Numa das mais emblemáticas cenas da série House of Cards, a personagem de Kevin Spacey, Frank Underwood discute com a mulher como pode ganhar as eleições, estando em grande desvantagem na corrida. E é Claire (Robin Wright) quem lhe dá a solução, infalível e implacável: “Se vamos fazer isto, vamos fazê-lo para nosso proveito.” “Criando o caos?”, pergunta Frank. “Mais do que caos. Medo”, responde Claire.
Na altura em que o leitor estiver a ler estas linhas, já saberemos se a estratégia é vencedora na vida real (na série foi tiro e queda). Porque o delírio desta última semana de eleições na América teve os dois ingredientes – caos e medo – servidos em doses magnânimas.
A ciência do medo diz-nos que, perante uma situação que consideramos ameaçadora, uma crise económica ou social, as pessoas tendem a ficar mais conservadoras. “O conservadorismo político é motivado pela cognição social [o processo de interpretar, analisar e armazenar informações sobre relações sociais]. E há muitas evidências, já estudadas, de que os liberais políticos se tornam mais conservadores, politicamente e psicologicamente, depois de ameaças”, lê-se no estudo Threat causes liberals to think like conservatives, publicado no Journal of Experimental Social Psychology.
Ao sentirem-se vulneráveis perante uma situação que não controlam, em períodos de incerteza, as pessoas tendem a recolher a uma posição de cautela, de aversão ao risco. E a eficácia da criação de um inimigo está por demais demonstrada ao longo da História – dos judeus na Alemanha nazi à “guerra ao terror” no Iraque. Vamos agora chegar à deportação em massa de imigrantes, ilegais e legais, que promete Donald Trump, de forma tão veemente que eleva o tópico à categoria de primeira prioridade, prometendo a deportação para o “Dia 1” do seu próximo mandato como Presidente dos Estados Unidos da América.
É o jogo do medo contra aqueles que, segundo Trump, andam a “comer os nossos cães, os nossos gatos, os nossos animais de estimação”. Pode dizer-se tudo, não é verdade? A liberdade de expressão é intocável nos EUA e, debaixo das suas asas protetoras, ouviram-se as piores coisas.

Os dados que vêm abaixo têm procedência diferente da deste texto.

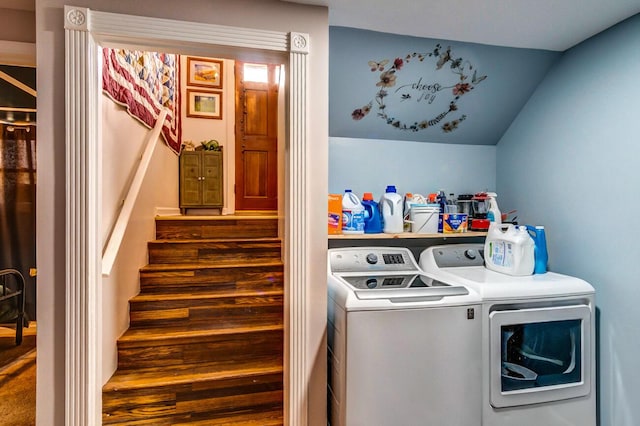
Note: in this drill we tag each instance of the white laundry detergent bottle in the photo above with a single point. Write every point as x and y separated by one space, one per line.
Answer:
391 208
352 214
509 249
494 214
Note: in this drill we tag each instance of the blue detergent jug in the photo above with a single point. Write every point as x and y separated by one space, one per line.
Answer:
372 217
540 249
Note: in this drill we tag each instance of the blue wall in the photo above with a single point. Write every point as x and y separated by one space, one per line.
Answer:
570 161
424 85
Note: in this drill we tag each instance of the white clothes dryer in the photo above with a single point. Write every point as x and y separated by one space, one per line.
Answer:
402 347
538 340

Um racismo sem travão (segundo Donald Trump, os imigrantes estão a “desencadear uma violenta onda de assassínios em toda a América”), um machismo irrespirável (o candidato diz que vai “proteger” as mulheres norte-americanas, “quer as mulheres gostem ou não”), um ódio traduzido em insultos à sua oponente, sempre com entrelinhas baseadas em preconceitos racistas, chamando-a de “preguiçosa”, “lenta”, “estúpida”, com “baixo QI”. “Ela bebe ou mete-se nas drogas?”, perguntou num comício.
São as ruínas de uma liberdade de expressão que inclui incitamentos declarados à violência contra um grupo. “Para me matar, alguém deveria disparar através dos jornalistas presentes, e isso não me desagradaria tanto assim.” Palavras de Trump, outra vez.
Neste caos, que nada estanca, semeia-se livremente o medo de tudo o que não é norte-americano, branco e conservador. Na narrativa dos últimos dias domina a ideia de que, se Kamala ganhar, é porque houve fraude eleitoral. Voltamos a 2020. Prepara-se o terreno para uma eventual perda e provavelmente o ataque ao Capitólio, em janeiro de 2021, foi apenas um ensaio para a violência. Se for Trump a ganhar, pacifica-se esta gente? De todo! Caos, medo e ódio são grandes motores da vida, com raízes profundas que não quebram ao vento.